Michelle Bachelet Intends to Destroy the Institutional Foundations of Chile’s Economy

by Axel Kaiser

Only five months have passed since the socialist government of Michelle Bachelet took power in Chile, but it has been enough to make economic growth in the country collapse. The main cause of this sudden and dramatic decline in economic activity is the increased uncertainty generated by the new Chilean government, which aims to take a tabula rasa approach to to the institutions of the free market that allowed Chile to become the most prosperous country in Latin America.

One of the most harmful proposals is a massive tax reform, which has already been approved, which will dramatically increase the corporate income tax in Chile, leaving it above the average for OECD countries. Moreover, this tax reform – which was strongly opposed by associations of Chilean entrepreneurs, and is losing popular support – grants the national tax agency arbitrary powers over taxpayers.

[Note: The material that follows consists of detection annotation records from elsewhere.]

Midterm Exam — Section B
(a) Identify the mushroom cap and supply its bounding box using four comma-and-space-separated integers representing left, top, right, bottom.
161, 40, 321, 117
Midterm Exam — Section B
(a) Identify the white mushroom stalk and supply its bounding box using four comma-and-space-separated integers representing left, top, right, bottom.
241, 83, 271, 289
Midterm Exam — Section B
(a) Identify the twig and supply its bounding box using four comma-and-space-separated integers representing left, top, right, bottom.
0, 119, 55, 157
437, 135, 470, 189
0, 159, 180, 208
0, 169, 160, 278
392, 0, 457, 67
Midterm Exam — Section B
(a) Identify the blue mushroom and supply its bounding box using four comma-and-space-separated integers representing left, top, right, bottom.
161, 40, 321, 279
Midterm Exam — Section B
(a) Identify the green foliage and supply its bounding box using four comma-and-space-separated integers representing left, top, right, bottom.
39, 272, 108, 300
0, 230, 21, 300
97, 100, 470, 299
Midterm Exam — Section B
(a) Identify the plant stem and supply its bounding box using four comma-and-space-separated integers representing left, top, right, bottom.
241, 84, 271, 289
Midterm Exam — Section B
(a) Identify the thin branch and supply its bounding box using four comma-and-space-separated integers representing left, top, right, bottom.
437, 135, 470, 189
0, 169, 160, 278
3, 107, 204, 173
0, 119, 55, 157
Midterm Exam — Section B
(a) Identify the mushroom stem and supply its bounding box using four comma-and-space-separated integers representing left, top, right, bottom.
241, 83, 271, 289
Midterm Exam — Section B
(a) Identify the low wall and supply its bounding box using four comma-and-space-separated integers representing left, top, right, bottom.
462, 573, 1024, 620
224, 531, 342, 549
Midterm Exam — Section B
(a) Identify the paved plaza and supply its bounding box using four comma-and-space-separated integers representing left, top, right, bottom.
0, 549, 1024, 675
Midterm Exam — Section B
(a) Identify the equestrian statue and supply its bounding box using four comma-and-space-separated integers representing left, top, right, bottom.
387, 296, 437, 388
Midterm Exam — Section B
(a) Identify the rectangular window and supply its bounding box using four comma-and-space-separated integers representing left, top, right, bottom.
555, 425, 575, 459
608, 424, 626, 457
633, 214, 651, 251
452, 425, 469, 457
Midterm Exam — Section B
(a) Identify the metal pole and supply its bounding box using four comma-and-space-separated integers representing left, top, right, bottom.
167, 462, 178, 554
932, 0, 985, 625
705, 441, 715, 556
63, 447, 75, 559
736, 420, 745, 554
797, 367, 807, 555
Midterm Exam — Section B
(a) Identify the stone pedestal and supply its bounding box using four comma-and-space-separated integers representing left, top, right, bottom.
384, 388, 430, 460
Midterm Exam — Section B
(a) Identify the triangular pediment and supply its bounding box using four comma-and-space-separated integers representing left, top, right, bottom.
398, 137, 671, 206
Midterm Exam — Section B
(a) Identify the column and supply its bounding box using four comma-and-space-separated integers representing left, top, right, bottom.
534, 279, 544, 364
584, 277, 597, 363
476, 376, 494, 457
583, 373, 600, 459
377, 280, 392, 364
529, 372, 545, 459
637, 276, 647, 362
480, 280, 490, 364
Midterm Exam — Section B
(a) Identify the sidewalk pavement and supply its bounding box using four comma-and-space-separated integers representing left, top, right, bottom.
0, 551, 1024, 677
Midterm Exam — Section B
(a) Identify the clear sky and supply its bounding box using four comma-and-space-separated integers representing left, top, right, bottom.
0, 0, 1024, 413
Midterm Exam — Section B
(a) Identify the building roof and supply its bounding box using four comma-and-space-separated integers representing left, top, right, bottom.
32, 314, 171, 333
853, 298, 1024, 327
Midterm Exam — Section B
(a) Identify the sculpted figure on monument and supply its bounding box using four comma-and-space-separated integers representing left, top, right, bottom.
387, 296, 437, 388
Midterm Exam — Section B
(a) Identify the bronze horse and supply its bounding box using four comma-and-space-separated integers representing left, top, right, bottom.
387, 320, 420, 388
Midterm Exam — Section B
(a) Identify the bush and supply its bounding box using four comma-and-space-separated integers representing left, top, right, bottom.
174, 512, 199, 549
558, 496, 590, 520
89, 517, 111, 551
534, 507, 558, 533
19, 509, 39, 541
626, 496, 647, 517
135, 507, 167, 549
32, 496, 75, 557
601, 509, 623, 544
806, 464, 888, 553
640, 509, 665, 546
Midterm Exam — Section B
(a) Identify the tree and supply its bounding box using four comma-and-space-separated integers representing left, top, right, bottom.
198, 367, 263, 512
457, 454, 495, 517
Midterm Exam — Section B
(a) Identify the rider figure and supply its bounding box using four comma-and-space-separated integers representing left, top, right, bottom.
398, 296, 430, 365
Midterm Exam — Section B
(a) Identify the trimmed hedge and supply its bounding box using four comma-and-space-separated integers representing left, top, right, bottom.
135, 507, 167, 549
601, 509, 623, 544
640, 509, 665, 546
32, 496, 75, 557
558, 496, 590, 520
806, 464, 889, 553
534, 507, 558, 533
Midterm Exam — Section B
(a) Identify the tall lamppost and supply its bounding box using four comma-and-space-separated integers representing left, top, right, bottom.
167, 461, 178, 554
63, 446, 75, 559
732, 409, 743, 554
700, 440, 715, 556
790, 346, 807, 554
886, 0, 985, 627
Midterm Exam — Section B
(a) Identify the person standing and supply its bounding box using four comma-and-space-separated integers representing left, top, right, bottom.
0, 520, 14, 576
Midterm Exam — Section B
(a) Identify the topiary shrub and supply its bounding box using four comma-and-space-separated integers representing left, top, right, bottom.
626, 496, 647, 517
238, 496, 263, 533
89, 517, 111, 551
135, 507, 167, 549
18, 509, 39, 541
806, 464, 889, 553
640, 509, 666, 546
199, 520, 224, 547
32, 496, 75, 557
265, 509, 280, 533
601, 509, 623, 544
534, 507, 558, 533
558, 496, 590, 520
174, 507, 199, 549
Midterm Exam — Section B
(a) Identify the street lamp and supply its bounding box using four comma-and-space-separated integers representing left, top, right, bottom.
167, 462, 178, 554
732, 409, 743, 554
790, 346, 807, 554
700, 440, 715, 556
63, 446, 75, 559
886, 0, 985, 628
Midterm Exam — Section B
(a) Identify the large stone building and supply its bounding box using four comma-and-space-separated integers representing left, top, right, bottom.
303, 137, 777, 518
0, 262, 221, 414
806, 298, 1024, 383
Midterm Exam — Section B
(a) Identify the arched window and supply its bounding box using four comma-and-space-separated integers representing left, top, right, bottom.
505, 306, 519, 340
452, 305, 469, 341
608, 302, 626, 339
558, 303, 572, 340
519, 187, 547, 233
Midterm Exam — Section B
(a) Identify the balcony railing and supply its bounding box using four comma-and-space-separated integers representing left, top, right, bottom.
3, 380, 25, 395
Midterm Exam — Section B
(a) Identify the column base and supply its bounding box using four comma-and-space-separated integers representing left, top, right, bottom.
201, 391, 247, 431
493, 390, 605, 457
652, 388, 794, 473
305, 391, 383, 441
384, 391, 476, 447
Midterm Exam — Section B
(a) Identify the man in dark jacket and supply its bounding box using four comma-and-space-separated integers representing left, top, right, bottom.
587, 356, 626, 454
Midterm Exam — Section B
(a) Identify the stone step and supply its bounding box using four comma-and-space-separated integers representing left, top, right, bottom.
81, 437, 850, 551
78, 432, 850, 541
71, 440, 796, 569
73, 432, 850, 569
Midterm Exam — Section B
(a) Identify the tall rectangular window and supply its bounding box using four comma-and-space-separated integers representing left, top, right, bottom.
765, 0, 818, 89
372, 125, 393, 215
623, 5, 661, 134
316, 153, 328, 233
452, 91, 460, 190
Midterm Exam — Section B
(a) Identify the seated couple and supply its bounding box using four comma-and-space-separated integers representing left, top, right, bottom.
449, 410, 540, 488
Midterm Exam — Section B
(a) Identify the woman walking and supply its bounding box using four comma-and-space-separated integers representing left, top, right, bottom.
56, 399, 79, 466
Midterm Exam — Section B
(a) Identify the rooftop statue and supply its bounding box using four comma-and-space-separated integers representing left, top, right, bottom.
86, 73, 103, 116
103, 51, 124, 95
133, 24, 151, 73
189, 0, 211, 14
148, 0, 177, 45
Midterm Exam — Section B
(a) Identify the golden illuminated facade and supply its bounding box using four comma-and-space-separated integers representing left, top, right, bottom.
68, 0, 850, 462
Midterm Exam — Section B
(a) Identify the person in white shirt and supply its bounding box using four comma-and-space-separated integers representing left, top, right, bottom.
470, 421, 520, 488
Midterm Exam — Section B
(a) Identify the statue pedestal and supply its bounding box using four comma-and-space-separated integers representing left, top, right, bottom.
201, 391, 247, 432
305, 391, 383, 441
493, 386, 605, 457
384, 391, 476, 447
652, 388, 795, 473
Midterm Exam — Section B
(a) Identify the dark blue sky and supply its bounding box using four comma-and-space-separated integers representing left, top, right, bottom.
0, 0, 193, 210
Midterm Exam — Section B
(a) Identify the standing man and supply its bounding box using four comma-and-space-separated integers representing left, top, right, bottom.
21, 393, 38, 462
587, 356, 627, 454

Another target of the radical socialist Bachelet program is the flagship pension system in Chile. As is widely known, Chile was the first country to introduce a social security system that is managed by private companies and is based on individual capitalization accounts. Under this scheme, each month, the Chilean workers deposit a percentage of their income in an account under your name, which is administered by private companies called AFP (Pension Fund Administration). The arrangement works just like a funded system.

Thus, when the Chilean workers retire, they – unlike all other current worldwide pension systems – do not depend on other workers to continue contributing to the system to receive their retirement; they just get back all the money applied adjusted for inflation plus interest.